6. Enrichment analysis
Gene-set enrichment and genomic region set enrichment analysis was performed using regionset_profiler (https://github.com/stephenkraemer/regionset_profiler). Enrichment of genomic region sets in individual DMR clusters against the background of all other DMRs was tested using Fisher's exact test (two-sided). Repeat region sets were retrieved from the mm10 repeat masker track provided by the UCSC genome browser. Genome-wide transcription factor binding site predictions based on the scanMotifGenomeWide.pl algorithm from the HOMER toolbox8 were obtained from the HOMER download page: http://homer.ucsd.edu/homer/data/motifs/homer.KnownMotifs.mm10.170917.bed.gz. Curated ChIP-seq transcription factor binding sites as determined by the Encode and Codex projects were obtained from the LOLA database (http://big.databio.org/regiondb/LOLACore_180412.tgz)9. For gene-set enrichment, only promoter DMRs were considered and gene-set membership for each DMR was determined based on its gene annotation. Association between cluster membership and gene-set membership was tested using Fisher's exact test (two-sided). Gene-sets were obtained from the Molecular Signatures Database (MSigDB, v6.2)10 (http://www.gsea-msigdb.org/gsea/msigdb/collections.jsp)
7. RNA sequencing
RNA was isolated from sorted LSK cells using the RNeasy Micro kit (Qiagen). RNA quality was checked using the Bioanalyzer Pico kit. RNA with a RIN value of <8 was excluded from library preparation. Double-stranded cDNA was synthesized and amplified using the SMARTer Ultra Low RNA kit (Clontech). Sequencing libraries were generated with the Illumina Nextera XT kit and sequenced the 150bp paired-end, mode of an Illumina NovaSeq 6000 instrument. Read demultiplexing was performed using Illumina Casava Software v1.8.

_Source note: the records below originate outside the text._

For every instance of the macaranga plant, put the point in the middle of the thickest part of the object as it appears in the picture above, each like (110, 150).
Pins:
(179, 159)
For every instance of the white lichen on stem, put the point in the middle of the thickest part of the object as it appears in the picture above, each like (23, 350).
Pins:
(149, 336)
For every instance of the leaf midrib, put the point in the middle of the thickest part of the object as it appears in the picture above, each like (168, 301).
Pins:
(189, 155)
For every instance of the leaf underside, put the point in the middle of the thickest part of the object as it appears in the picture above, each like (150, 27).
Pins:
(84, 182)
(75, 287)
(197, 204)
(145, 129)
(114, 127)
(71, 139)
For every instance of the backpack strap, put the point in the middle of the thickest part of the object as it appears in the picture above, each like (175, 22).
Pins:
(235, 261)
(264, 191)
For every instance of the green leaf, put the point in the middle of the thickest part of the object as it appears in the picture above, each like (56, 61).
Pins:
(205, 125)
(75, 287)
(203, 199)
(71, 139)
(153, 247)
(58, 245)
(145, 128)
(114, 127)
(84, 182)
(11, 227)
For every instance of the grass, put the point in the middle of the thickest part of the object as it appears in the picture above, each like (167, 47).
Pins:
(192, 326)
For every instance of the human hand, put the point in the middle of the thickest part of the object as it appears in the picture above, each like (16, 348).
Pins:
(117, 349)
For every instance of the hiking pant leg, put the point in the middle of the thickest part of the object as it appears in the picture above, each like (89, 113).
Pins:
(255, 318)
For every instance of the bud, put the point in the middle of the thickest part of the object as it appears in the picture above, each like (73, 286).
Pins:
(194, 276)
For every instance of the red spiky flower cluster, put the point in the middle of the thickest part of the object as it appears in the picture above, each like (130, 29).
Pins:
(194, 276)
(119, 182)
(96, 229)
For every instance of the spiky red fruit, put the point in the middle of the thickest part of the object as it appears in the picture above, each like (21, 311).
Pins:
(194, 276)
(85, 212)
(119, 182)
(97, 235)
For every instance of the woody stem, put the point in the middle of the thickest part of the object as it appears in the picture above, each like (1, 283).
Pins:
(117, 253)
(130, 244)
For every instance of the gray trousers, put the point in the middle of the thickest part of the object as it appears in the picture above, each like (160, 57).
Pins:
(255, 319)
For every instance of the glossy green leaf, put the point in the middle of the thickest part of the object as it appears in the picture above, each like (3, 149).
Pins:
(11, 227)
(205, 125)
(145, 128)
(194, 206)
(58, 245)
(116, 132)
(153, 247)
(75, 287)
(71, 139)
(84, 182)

Reads were filtered for adapter contamination and quality and aligned to mus musculus genome GRCm38 using Hisat2 version 2.0.5. Fragment counts of mapped read pairs for genes and repetitive elements were extracted with featureCounts (v1.6.2 with the following parameters: -s 0 -p -B -Q 20) using a custom GTF file consisting of exonic gene regions from Ensembl Mus_musculus.GRCm38.98.chr.gtf.gz and repetitive elements (repeatmasker track for mm10 downloaded from UCSC genome Browser at 2018-07-06) excluding simple repeats. Strand unspecific fragment counting was used, since libraries were generated in a non-strand specific manner. Furthermore, we excluded repeat annotations overlapping with exonic regions. All genes with coverage were included into the analysis. Read inspection was performed using IGV (https://igv.org/, v2.5.2). Differential expression and normalized FPKM values were calculated with edgeR (edgeR_3.26.6).

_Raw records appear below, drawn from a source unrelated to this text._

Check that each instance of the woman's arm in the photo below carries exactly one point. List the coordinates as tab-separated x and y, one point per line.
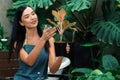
31	58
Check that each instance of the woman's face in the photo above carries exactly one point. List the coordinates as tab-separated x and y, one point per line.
29	18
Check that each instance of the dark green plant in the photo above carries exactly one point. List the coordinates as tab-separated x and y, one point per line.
107	28
109	71
1	35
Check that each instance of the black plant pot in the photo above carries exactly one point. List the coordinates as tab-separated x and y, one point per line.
60	49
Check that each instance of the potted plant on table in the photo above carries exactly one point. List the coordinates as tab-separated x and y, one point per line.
62	25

8. Analysis of repetitive element RNA expression
We downloaded the annotation of repetitive regions for mouse genome mm10 from UCSC genome browser. We excluded simple repeats and added the remaining regions to the ENSEMBL gene model GTF file Mus_musculus.GRCm38.92.chr.gtf. We used featureCounts to extracted read counts. The read count matrix of all genes and repeat families was subject to RPKM calculation and differential gene expression analysis with edgeR.
9. GSEA of TCGA RNA-seq data
We downloaded level 3 processed (normalized RPKM) RNA-seq data from TCGA. We used the available mutation status information from the TCGA MAF file and stratified the patients into two groups: DNMT3A-WT and DNMT3A-R882mut. This data set was analyzed with Gene set enrichment Analysis (GSEA) software.